Kirkus Reviews QR Code
FORGING BONDS IN A GLOBAL WORKFORCE by Andy Molinsky

FORGING BONDS IN A GLOBAL WORKFORCE

Build Rapport, Camaraderie, and Optimal Performance No Matter the Time Zone

by Andy Molinsky & Melissa Hahn

Pub Date: Feb. 8th, 2024
ISBN: 978-1265212339
Publisher: McGraw-Hill

Molinsky and Hahn help international managers navigate unfamiliar languages, awkward conversations, embarrassing gaffes, and other obstacles in this savvy business guide.

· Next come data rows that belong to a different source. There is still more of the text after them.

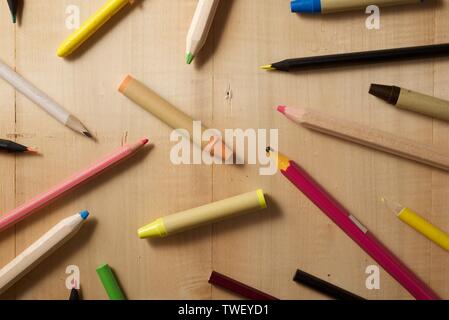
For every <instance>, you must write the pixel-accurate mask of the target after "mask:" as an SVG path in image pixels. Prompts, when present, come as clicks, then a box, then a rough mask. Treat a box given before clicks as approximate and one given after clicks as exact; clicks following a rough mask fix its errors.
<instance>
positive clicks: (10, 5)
mask: <svg viewBox="0 0 449 320" xmlns="http://www.w3.org/2000/svg"><path fill="white" fill-rule="evenodd" d="M8 6H9V11H11V19H12V22H13V23H16V22H17V11H18V9H19V0H8Z"/></svg>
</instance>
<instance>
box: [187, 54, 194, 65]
mask: <svg viewBox="0 0 449 320" xmlns="http://www.w3.org/2000/svg"><path fill="white" fill-rule="evenodd" d="M193 59H195V56H194V55H193V54H192V53H190V52H189V53H187V54H186V63H187V64H191V63H192V61H193Z"/></svg>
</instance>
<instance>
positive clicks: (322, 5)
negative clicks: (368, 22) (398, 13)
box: [291, 0, 423, 13]
mask: <svg viewBox="0 0 449 320" xmlns="http://www.w3.org/2000/svg"><path fill="white" fill-rule="evenodd" d="M318 2H319V3H318ZM421 2H423V0H321V1H319V0H296V1H292V3H291V9H292V11H293V12H299V13H334V12H343V11H350V10H359V9H360V10H362V9H363V10H364V9H365V8H367V7H368V6H371V5H375V6H378V7H388V6H397V5H403V4H414V3H421Z"/></svg>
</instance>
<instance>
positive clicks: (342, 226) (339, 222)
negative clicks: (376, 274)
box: [267, 148, 440, 300]
mask: <svg viewBox="0 0 449 320" xmlns="http://www.w3.org/2000/svg"><path fill="white" fill-rule="evenodd" d="M267 152H268V153H269V154H270V156H273V157H276V159H277V164H278V168H279V169H280V171H281V172H282V174H283V175H284V176H285V177H286V178H287V179H288V180H290V182H291V183H293V185H295V186H296V187H297V188H298V189H299V190H300V191H301V192H302V193H304V195H306V196H307V197H308V198H309V199H310V200H311V201H312V202H313V203H314V204H315V205H316V206H317V207H318V208H320V209H321V211H323V212H324V213H325V214H326V215H327V216H328V217H329V218H330V219H331V220H332V221H333V222H334V223H335V224H336V225H337V226H339V227H340V229H342V230H343V231H344V232H345V233H346V234H347V235H348V236H349V237H350V238H351V239H352V240H353V241H354V242H355V243H357V244H358V245H359V246H360V247H361V248H362V249H363V250H364V251H365V252H366V253H367V254H369V255H370V256H371V257H372V258H373V259H374V260H376V261H377V263H379V265H380V266H382V268H384V269H385V271H387V272H388V273H389V274H390V275H391V276H392V277H393V278H395V279H396V281H398V282H399V283H400V284H401V285H402V286H403V287H404V288H405V289H407V291H408V292H410V293H411V294H412V295H413V296H414V297H415V298H416V299H418V300H440V298H439V297H438V296H437V295H436V294H435V293H434V292H433V291H432V289H430V288H429V287H428V286H427V285H426V284H425V283H424V282H423V281H421V280H420V279H419V278H418V276H416V275H415V274H414V273H413V272H412V271H411V270H410V269H409V268H407V266H406V265H404V264H403V263H402V262H401V261H400V260H399V259H398V258H397V257H396V256H395V255H394V254H393V253H392V252H390V251H389V250H388V249H387V248H386V247H385V246H384V245H382V243H381V242H380V241H379V240H377V239H376V237H375V236H374V235H373V234H372V233H371V232H370V231H369V230H368V229H367V228H365V226H363V225H362V224H361V223H360V222H359V221H358V220H357V218H355V217H354V216H353V215H351V214H350V213H349V212H348V211H347V210H346V209H345V208H343V206H341V205H340V204H339V203H338V202H337V201H336V200H335V199H334V198H333V197H332V196H331V195H330V194H329V193H327V191H326V190H324V188H323V187H321V186H320V185H319V184H318V183H317V182H316V181H315V180H314V179H313V178H312V177H310V176H309V174H308V173H307V172H306V171H304V169H302V168H301V167H299V166H298V165H297V164H296V163H295V162H294V161H292V160H290V159H288V158H287V157H285V156H284V155H281V154H278V153H276V152H273V150H271V148H267Z"/></svg>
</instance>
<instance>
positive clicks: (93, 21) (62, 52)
mask: <svg viewBox="0 0 449 320" xmlns="http://www.w3.org/2000/svg"><path fill="white" fill-rule="evenodd" d="M133 2H134V0H109V1H108V2H107V3H106V4H105V5H104V6H103V7H101V8H100V9H99V10H98V11H97V12H96V13H95V14H93V15H92V16H91V17H90V18H89V19H87V20H86V22H84V23H83V25H82V26H81V27H80V28H79V29H78V30H76V31H75V32H73V33H72V34H71V35H70V36H69V37H68V38H67V39H66V40H64V42H63V43H62V44H61V45H60V46H59V48H58V51H57V55H58V57H67V56H68V55H70V54H72V53H73V52H74V51H75V50H76V49H78V48H79V47H80V46H81V45H82V44H83V43H84V42H85V41H86V40H87V39H89V38H90V37H91V36H92V35H93V34H94V33H95V32H96V31H97V30H98V29H100V28H101V26H102V25H104V24H105V23H106V22H107V21H108V20H109V19H111V18H112V16H114V15H115V14H116V13H117V12H119V11H120V10H121V9H122V8H123V7H124V6H126V5H127V4H128V3H130V4H132V3H133Z"/></svg>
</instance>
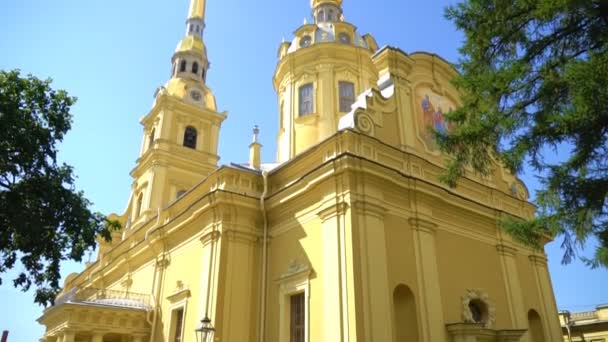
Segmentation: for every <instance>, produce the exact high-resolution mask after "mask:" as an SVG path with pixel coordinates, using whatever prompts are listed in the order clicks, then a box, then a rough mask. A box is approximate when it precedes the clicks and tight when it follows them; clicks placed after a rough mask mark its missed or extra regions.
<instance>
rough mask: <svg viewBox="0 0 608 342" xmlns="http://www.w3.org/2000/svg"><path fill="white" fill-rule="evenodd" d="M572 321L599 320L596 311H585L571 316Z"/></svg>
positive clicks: (596, 312) (575, 313)
mask: <svg viewBox="0 0 608 342" xmlns="http://www.w3.org/2000/svg"><path fill="white" fill-rule="evenodd" d="M570 319H571V320H572V321H583V320H587V319H597V312H596V311H584V312H575V313H572V314H570Z"/></svg>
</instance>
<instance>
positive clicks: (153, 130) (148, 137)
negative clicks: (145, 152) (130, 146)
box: [148, 128, 156, 149]
mask: <svg viewBox="0 0 608 342" xmlns="http://www.w3.org/2000/svg"><path fill="white" fill-rule="evenodd" d="M155 134H156V129H155V128H152V132H150V136H149V137H148V149H151V148H152V146H154V139H156V137H155Z"/></svg>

The authors (Molinsky is a management professor at Brandeis, Hahn an intercultural communications expert) note that, with most big companies having sales, partners, and employees in foreign countries, a nuanced understanding of other cultures is a must for harmonious working relationships. They explore common errors of cross-cultural expectations and the “6 P’s” of relationship building, which include gauging Power imbalances (no American-style schmoozing with the boss in hierarchical Japan) and identifying Places where relationships grow (skipping tea with officemates will mark you as a standoffish jerk in Belfast). Molinsky and Hahn spotlight many stories of cultural misunderstandings culled from interviews. These include the American who thought his Japanese boss’s effusive praise of his idea was sincere when it was actually just the polite Japanese way of saying it was awful, and the plain-spoken Polish IT team that didn’t register their Indian colleagues’ indirect hints that they couldn’t meet a deadline. The authors approach workplace social psychology in a largely anecdotal way, but they also provide systematic, practical tips on the fundamental relational art of conversation, from initiating small talk (comment on the food if nothing else comes to mind) to gracefully exiting a dull chat (“I have to go in a few minutes, but before I go, I’d love to hear. . .”). They convey all this in prose that’s vivid and punchy, as in one vignette of a thunderous civilizational clash between a nonplussed French executive and the Yankee HR manager who made employees toss a ball of yarn around in a teambuilding exercise (“‘How could you demean and humiliate me and everyone in there?’ Philippe screamed. ‘You made us look like children…Your idea was ludicrous—and so typically American’”). Readers will find this a useful primer on dealing with people abroad and at home.

An entertaining and insightful guide for strangers doing business in strange lands.